When the initial passport printing tender was floated, five firms were invited.

They were De la Rue Identity Systems (UK), AIT International PLC (UK), Face Technologies (South Africa), Setec OY (Finland), and Johannes Enschede (Netherlands).

We are usually told that only three responded with a quoted price of Sh622 million, but the tender was not awarded after the Department of Immigration sought to procure the system in the 2002/2003 financial year with some modifications.

POLITICALLY CORRECT COMPANY

That was one way of making sure only the politically correct company won the tender.

Thus, the first tender was rejected and, following “consultations” between the Government Information Technology Service (GITS) and the Department of Immigration, an expensive system never designed anywhere in the world was set for purchase.

The problem was there was no funding for this.

It was then that, on April 1, 2003, a firm known as Anglo Leasing and Finance Ltd delivered an unsolicited technical proposal to the Office of the Vice-President and Ministry of Home Affairs for the supply and installation of an immigration security document control system.

ANGLO LEASING

In its submissions, Anglo Leasing sub-contracted a French company, Francois-Charles Oberthur Fiduciaire, to instal the system while it would finance the project.

The “unsolicited” technical proposal fit the requirements that a ministerial committee had come up with, implying that they must have been privy to the deliberations.

When it came to signing the deal, the ministries entered into contracts without the approval of the Attorney General’s office.

The latter was only asked to “comment”, and when it came to making payments, the government appeared not to have known the identity of the person it was paying.

PERMANENT SECRETARY

After he was appointed permanent secretary for ethics, John Githongo started investigating some of these payments and unearthed an intriguing web of deceit and looting.
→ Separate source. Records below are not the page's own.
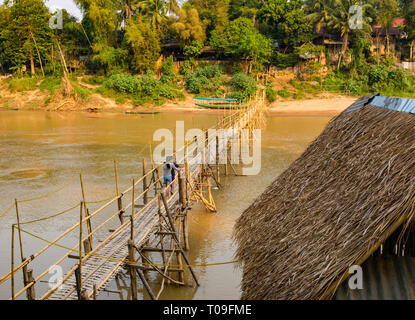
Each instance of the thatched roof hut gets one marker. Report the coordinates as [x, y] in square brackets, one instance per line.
[334, 206]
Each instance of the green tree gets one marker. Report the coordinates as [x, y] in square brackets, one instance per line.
[340, 17]
[145, 44]
[286, 22]
[27, 36]
[155, 10]
[319, 12]
[387, 11]
[213, 14]
[172, 6]
[188, 28]
[408, 10]
[242, 40]
[243, 8]
[4, 22]
[102, 18]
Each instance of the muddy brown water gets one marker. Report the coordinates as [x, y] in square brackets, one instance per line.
[41, 151]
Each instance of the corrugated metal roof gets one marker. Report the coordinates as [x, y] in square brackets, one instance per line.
[392, 103]
[384, 278]
[397, 104]
[359, 103]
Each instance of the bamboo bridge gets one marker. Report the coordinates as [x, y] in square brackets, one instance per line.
[153, 227]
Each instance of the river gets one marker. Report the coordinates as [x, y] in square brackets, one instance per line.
[42, 151]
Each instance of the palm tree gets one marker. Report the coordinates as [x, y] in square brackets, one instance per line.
[319, 12]
[155, 9]
[340, 17]
[172, 6]
[386, 12]
[127, 8]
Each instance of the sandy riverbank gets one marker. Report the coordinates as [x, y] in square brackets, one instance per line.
[328, 105]
[321, 107]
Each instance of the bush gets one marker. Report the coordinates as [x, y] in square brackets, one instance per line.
[168, 73]
[282, 60]
[124, 83]
[378, 74]
[244, 84]
[140, 90]
[51, 84]
[284, 93]
[204, 79]
[299, 95]
[271, 94]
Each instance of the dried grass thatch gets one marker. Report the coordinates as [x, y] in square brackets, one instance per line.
[331, 208]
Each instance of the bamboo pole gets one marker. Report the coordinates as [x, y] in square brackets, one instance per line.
[88, 223]
[119, 200]
[116, 178]
[145, 197]
[18, 228]
[173, 228]
[12, 263]
[131, 251]
[80, 244]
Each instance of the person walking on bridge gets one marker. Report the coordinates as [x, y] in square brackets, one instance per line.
[169, 167]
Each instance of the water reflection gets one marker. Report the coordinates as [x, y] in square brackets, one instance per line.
[41, 151]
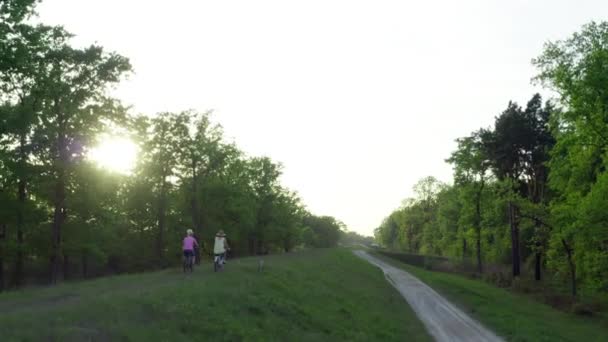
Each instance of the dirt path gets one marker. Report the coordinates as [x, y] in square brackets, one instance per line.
[444, 321]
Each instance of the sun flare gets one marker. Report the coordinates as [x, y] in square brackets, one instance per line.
[117, 154]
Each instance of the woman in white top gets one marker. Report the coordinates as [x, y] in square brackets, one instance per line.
[221, 245]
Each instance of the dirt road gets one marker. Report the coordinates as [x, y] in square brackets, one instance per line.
[444, 321]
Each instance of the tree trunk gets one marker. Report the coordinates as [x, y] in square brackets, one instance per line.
[21, 196]
[252, 245]
[66, 267]
[162, 208]
[85, 265]
[58, 217]
[478, 226]
[60, 211]
[571, 266]
[161, 229]
[2, 237]
[537, 266]
[196, 214]
[513, 221]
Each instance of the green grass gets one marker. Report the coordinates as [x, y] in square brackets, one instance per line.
[321, 295]
[513, 316]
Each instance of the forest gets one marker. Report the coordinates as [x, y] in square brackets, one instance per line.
[531, 191]
[62, 216]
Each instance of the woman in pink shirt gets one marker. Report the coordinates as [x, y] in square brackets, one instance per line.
[188, 248]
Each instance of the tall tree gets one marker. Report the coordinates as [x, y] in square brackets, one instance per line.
[75, 109]
[471, 166]
[576, 68]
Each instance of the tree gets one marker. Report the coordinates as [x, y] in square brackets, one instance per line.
[74, 109]
[576, 69]
[470, 172]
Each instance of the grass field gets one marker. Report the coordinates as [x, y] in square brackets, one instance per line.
[513, 316]
[320, 295]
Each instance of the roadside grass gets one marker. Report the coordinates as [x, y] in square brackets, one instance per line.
[319, 295]
[513, 316]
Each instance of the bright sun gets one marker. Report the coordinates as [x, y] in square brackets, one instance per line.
[115, 153]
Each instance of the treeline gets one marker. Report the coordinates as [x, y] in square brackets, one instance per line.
[531, 191]
[62, 216]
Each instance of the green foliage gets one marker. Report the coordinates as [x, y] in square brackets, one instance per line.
[300, 297]
[54, 106]
[511, 315]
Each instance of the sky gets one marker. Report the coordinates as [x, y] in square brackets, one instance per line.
[357, 99]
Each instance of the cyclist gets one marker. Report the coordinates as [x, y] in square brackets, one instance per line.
[221, 246]
[188, 246]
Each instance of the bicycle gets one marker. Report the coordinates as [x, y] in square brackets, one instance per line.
[218, 261]
[189, 262]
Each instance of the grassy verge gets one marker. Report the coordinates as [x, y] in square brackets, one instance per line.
[317, 295]
[513, 316]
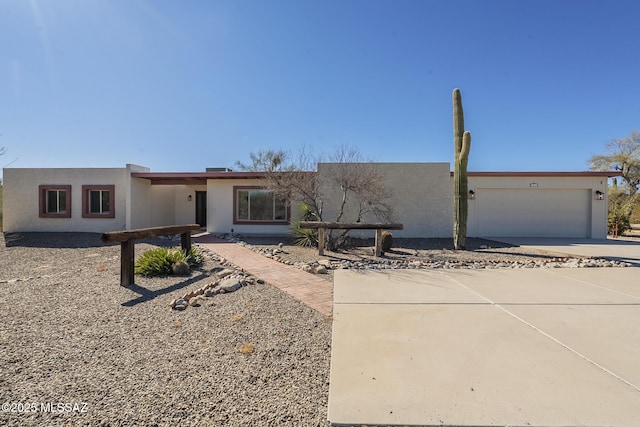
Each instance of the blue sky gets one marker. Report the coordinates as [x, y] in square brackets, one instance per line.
[184, 85]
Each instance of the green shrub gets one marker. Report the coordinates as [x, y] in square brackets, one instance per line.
[303, 236]
[160, 261]
[387, 241]
[619, 216]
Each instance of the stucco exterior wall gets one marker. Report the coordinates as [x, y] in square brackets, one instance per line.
[421, 197]
[220, 209]
[597, 209]
[21, 199]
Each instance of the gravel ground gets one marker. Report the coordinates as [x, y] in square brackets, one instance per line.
[119, 356]
[433, 253]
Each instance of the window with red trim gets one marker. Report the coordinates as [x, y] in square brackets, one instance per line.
[55, 201]
[98, 201]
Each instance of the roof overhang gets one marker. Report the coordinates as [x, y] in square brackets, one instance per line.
[194, 178]
[576, 174]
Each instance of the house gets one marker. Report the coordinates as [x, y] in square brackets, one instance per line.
[549, 204]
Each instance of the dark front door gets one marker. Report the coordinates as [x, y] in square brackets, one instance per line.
[201, 208]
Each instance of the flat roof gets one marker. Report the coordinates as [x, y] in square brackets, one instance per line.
[200, 178]
[549, 174]
[194, 178]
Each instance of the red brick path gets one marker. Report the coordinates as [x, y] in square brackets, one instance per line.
[315, 291]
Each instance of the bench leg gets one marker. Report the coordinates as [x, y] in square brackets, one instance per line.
[321, 241]
[379, 242]
[185, 240]
[127, 255]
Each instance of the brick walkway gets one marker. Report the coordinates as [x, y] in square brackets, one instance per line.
[314, 291]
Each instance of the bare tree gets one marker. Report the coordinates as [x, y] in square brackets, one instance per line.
[623, 155]
[358, 185]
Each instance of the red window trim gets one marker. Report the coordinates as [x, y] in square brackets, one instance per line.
[42, 189]
[246, 222]
[86, 201]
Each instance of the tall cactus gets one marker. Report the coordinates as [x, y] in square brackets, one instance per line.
[462, 145]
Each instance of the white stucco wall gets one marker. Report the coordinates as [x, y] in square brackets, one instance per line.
[220, 209]
[185, 209]
[421, 197]
[21, 199]
[597, 210]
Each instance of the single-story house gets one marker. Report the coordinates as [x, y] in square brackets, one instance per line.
[549, 204]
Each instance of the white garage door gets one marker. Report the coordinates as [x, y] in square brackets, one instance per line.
[533, 212]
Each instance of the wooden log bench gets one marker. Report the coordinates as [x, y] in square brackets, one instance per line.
[322, 226]
[127, 241]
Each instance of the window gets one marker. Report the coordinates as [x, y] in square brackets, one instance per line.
[98, 201]
[257, 205]
[55, 201]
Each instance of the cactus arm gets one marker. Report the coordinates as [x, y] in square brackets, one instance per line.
[458, 121]
[462, 147]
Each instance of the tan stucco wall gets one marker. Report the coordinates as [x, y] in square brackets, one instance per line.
[421, 196]
[21, 199]
[598, 207]
[220, 209]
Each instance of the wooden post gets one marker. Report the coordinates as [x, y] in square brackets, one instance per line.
[185, 240]
[320, 241]
[127, 242]
[127, 256]
[378, 241]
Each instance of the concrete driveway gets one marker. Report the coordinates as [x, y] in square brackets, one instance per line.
[620, 249]
[552, 347]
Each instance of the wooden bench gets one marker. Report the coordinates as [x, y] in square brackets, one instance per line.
[127, 241]
[322, 226]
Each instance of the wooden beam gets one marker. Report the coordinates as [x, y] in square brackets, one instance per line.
[349, 226]
[378, 242]
[185, 241]
[127, 257]
[142, 233]
[320, 241]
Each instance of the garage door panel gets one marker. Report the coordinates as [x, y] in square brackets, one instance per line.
[533, 212]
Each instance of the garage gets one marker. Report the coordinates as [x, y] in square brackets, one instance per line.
[532, 212]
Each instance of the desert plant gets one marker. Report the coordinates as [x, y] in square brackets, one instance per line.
[387, 241]
[618, 216]
[462, 146]
[160, 261]
[303, 236]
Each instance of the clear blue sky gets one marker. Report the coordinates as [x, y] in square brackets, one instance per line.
[183, 85]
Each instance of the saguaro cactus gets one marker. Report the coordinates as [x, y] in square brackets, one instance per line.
[462, 145]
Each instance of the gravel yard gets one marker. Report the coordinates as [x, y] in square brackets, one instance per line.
[119, 356]
[417, 253]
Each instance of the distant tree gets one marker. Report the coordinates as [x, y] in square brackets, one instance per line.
[623, 155]
[360, 185]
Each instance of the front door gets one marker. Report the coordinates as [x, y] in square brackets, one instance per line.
[201, 208]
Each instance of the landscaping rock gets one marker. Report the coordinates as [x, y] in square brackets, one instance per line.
[181, 268]
[196, 301]
[180, 304]
[321, 269]
[230, 284]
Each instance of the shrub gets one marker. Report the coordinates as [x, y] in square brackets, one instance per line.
[387, 241]
[303, 236]
[619, 216]
[160, 261]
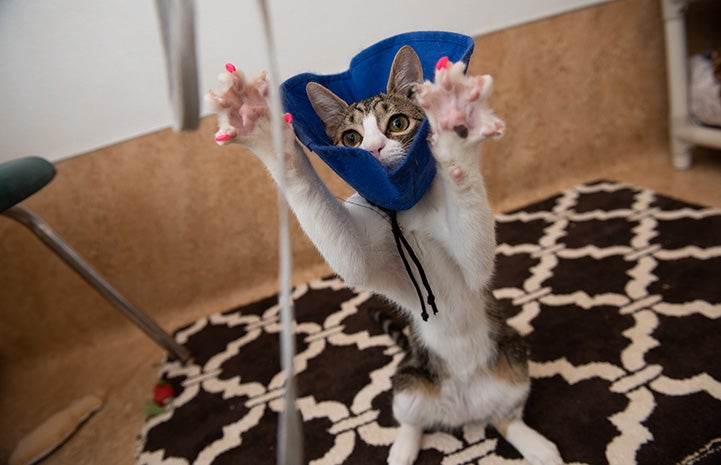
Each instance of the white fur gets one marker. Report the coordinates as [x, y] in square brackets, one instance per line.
[451, 229]
[385, 149]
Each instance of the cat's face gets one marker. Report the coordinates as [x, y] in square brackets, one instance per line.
[385, 124]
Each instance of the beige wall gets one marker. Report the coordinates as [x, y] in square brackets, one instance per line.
[180, 225]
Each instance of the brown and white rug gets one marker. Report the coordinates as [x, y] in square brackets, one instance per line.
[618, 290]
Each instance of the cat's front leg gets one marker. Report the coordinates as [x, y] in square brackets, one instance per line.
[338, 232]
[244, 116]
[457, 109]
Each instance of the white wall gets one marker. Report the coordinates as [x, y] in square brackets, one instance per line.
[81, 74]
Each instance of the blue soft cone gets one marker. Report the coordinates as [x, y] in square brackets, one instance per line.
[393, 189]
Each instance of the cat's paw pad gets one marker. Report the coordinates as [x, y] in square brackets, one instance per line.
[458, 103]
[241, 104]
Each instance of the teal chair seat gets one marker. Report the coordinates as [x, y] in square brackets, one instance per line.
[19, 179]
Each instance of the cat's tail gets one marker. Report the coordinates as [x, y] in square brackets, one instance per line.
[390, 327]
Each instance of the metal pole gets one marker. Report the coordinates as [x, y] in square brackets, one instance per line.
[43, 230]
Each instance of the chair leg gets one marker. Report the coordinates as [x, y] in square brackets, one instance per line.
[43, 230]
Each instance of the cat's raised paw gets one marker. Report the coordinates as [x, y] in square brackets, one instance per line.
[458, 103]
[240, 104]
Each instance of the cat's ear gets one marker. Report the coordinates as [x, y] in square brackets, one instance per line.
[406, 72]
[330, 108]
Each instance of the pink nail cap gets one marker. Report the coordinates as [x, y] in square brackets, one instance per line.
[442, 63]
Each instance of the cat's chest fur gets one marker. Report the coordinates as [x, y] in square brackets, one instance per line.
[459, 332]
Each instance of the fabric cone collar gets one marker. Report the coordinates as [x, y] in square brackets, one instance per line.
[393, 189]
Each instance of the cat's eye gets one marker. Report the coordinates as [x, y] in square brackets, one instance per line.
[351, 138]
[398, 123]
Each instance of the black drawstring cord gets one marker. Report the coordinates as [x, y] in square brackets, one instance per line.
[402, 243]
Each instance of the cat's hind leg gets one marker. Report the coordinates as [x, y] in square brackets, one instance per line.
[406, 446]
[534, 447]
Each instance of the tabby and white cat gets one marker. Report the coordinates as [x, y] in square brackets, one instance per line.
[385, 124]
[465, 364]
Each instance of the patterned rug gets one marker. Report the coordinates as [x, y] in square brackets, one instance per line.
[616, 288]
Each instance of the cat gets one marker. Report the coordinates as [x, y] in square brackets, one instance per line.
[464, 364]
[384, 125]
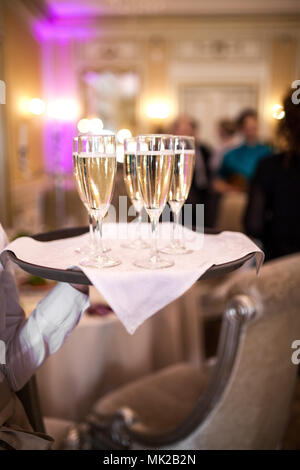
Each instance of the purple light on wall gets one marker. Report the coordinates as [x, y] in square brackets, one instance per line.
[56, 36]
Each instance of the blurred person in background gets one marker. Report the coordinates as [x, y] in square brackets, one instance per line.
[226, 132]
[273, 211]
[239, 164]
[201, 184]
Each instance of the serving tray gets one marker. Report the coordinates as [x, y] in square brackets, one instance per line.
[76, 276]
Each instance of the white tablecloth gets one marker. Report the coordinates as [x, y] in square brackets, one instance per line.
[99, 356]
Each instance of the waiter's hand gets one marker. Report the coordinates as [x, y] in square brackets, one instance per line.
[81, 288]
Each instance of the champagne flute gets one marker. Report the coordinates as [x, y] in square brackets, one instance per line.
[81, 194]
[183, 170]
[79, 184]
[133, 190]
[155, 155]
[97, 166]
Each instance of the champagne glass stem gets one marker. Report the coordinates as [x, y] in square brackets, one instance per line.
[176, 237]
[98, 236]
[91, 230]
[139, 227]
[154, 237]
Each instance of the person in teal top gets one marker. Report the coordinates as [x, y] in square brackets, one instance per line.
[239, 164]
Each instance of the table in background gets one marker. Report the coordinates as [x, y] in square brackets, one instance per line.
[100, 355]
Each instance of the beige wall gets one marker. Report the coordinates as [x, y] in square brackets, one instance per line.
[172, 53]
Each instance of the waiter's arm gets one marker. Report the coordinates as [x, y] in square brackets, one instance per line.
[30, 341]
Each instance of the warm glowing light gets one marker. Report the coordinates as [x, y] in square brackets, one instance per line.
[83, 126]
[95, 125]
[158, 110]
[120, 153]
[123, 134]
[278, 111]
[36, 106]
[23, 105]
[65, 109]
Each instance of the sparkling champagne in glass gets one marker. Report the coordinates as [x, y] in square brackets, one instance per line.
[155, 156]
[97, 166]
[133, 189]
[183, 170]
[79, 185]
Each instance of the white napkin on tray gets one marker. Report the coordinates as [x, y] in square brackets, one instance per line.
[134, 293]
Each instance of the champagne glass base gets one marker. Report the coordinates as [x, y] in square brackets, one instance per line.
[154, 263]
[136, 244]
[87, 250]
[176, 250]
[100, 262]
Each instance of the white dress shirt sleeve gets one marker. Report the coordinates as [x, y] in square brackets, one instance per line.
[30, 341]
[44, 332]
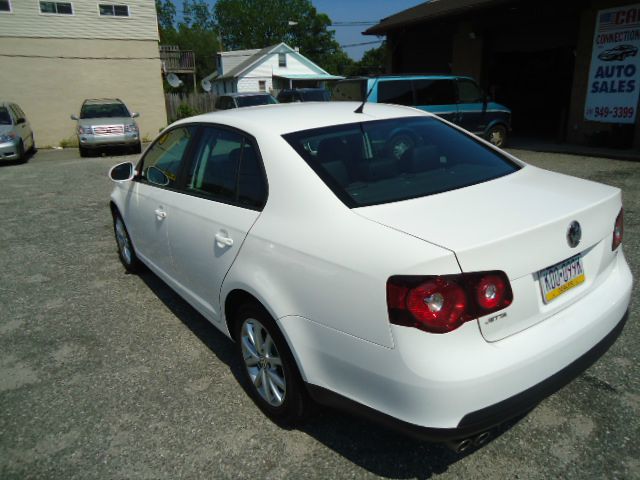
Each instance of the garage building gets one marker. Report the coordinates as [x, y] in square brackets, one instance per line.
[570, 70]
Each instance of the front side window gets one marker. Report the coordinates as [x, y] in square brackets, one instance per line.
[161, 164]
[5, 117]
[468, 92]
[435, 92]
[56, 8]
[384, 161]
[110, 10]
[398, 92]
[226, 168]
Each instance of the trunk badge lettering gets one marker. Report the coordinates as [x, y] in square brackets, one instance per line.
[574, 234]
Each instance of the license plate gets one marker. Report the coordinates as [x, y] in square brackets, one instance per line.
[561, 277]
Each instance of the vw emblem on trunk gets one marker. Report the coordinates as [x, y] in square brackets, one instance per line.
[574, 234]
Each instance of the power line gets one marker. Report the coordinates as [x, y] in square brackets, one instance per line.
[363, 43]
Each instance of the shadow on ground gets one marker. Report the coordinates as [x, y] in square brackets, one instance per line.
[376, 449]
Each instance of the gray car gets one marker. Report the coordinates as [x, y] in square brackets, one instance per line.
[106, 122]
[16, 136]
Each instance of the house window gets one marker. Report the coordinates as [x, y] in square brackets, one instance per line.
[56, 8]
[109, 10]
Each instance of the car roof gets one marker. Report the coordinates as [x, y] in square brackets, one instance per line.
[292, 117]
[396, 76]
[100, 101]
[243, 94]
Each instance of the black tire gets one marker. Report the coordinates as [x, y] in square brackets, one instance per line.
[497, 135]
[22, 156]
[126, 252]
[400, 144]
[290, 408]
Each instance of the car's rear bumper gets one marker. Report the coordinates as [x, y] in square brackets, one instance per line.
[101, 141]
[9, 150]
[486, 418]
[452, 385]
He came under fire from some of those he had started investigating.

The rest is history. Githongo fled the country amidst fears for his life and in April 2004 then Ntonyiri MP Maoka Maore of Kanu tabled the Anglo Leasing and Finance Company documents before Parliament.

He told the House the company had been paid a commitment fee of three per cent.

Printing, as we have come to know, is usually a big scandal. It is usually a matter of various stakes. On ballot papers, the scandal is on the small print — agent fee.